The paradox runs local.
1865: Britain fears running out of coal, and the obvious fix is efficiency. Jevons looks at the logic and calls the opposite. This week NVIDIA split a model in two and the same loop started spinning in silicon.
- Britain is afraid of running out of coal. The obvious fix: better engines; burn less; stretch the reserve. William Stanley Jevons looks at the logic and calls the opposite. Efficiency makes energy cheaper; cheaper energy invites use. Better engines won't save the coal; they'll eat it faster. He was right. History filed the receipt.
Same loop, spinning up again. This week, in silicon.

They split the model
NVIDIA shipped Nemotron TwoTower yesterday. Two networks, one backbone. The first tower frozen, autoregressive; holds the context, everything already committed. The second a diffusion denoiser; refines whole blocks in parallel, commits multiple tokens per step. 2.42x throughput; 98.7% of baseline quality. And the denoiser trained on ~2.1T tokens; roughly 8% of the 25T that built the backbone. You don't start over; you bolt parallel generation onto what you already own. The weights are open, the paper's on arXiv, and NVIDIA's framing writes its own Jevons epigraph: it turns the economics from a cliff to a ramp.

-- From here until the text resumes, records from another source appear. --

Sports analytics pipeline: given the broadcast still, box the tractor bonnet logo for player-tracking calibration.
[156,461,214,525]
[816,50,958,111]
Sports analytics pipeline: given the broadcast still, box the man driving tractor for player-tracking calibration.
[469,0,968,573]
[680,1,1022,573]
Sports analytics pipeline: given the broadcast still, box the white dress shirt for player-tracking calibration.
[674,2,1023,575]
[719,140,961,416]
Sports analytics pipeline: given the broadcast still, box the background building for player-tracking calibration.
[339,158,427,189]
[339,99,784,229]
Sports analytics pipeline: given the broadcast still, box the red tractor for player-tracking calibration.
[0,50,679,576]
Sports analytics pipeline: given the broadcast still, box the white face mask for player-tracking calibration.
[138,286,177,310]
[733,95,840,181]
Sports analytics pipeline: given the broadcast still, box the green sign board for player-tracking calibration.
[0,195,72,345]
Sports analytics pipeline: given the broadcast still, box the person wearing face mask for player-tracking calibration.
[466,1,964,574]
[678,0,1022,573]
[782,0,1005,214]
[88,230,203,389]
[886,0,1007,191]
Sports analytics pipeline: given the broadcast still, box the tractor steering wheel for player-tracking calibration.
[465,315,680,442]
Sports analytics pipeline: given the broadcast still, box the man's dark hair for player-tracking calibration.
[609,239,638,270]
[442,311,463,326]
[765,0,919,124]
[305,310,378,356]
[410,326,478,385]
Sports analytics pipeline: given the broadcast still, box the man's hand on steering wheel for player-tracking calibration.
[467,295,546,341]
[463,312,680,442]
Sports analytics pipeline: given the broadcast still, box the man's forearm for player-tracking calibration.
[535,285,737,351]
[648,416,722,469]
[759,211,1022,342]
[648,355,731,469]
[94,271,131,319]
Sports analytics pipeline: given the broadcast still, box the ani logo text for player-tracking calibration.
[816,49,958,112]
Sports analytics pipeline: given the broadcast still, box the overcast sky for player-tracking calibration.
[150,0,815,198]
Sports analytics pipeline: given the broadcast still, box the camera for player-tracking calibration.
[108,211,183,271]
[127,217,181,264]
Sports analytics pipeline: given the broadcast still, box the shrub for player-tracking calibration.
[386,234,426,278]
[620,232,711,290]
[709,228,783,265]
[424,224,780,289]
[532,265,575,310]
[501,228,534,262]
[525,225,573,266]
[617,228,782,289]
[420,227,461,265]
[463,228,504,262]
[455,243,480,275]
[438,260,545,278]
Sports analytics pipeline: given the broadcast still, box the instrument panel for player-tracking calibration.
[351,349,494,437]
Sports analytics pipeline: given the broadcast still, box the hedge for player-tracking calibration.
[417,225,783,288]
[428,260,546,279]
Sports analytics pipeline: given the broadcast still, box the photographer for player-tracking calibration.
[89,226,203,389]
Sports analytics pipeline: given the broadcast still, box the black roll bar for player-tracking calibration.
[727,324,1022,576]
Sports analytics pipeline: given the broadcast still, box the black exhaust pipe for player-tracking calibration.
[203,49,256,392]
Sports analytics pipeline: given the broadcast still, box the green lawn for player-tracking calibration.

Three weeks earlier: DiffusionGemma. Google's model, NVIDIA's optimization. 256 tokens denoised per step; up to 4x faster; 1,000 tokens/sec on a single H100, 150 on a DGX Spark sitting on a desk. No cloud. No meter.
Jevons walks back in
The argument against local inference was always efficiency itself. Your GPU idles most of the day; the datacenter's never does; let the cloud amortize the silicon. Every one of these releases weakens that argument. A thousand tokens a second on local hardware; good enough locally arriving years ahead of schedule.
And cheap inference does what cheap energy did. We don't use less; we use absurdly more. Agent loops that run all night because nothing is metered. Drafts discarded a hundred times before anyone sees one. Ideas too expensive at cloud prices become weekend projects at local prices. The efficiency gain doesn't shrink the appetite; it feeds it. Jevons, verbatim.
The pattern, named
Optimize a resource and you expand the demand for it. But note what gets consumed. Coal's loop drained a finite reserve. This loop burns electricity and produces experiments. Every halving of cost-per-token widens the circle of who gets to tinker; labs, then startups, then one person with a gaming card and a stubborn idea. 1865 depleted something. 2026 might democratize something.
The engine got more efficient. Demand is about to do what demand does.
Jevons would recognize every beat; except, maybe, the ending.
Sources
- Tech Times, 07.02.26 — Nemotron TwoTower: 2.42x throughput without retraining
- arXiv 2606.26493 — Nemotron-TwoTower: Diffusion Language Modeling with Pretrained Autoregressive Context
- Hugging Face — nvidia/Nemotron-TwoTower collection (open weights)
- NVIDIA RTX AI Garage, 06.10.26 — DiffusionGemma optimized for RTX / DGX Spark
Benchmark caveat: parallel block denoising trades a few points on strictly sequential tasks; HumanEval 79.27 → 75.58 at the default operating point. Reported transparently in the paper.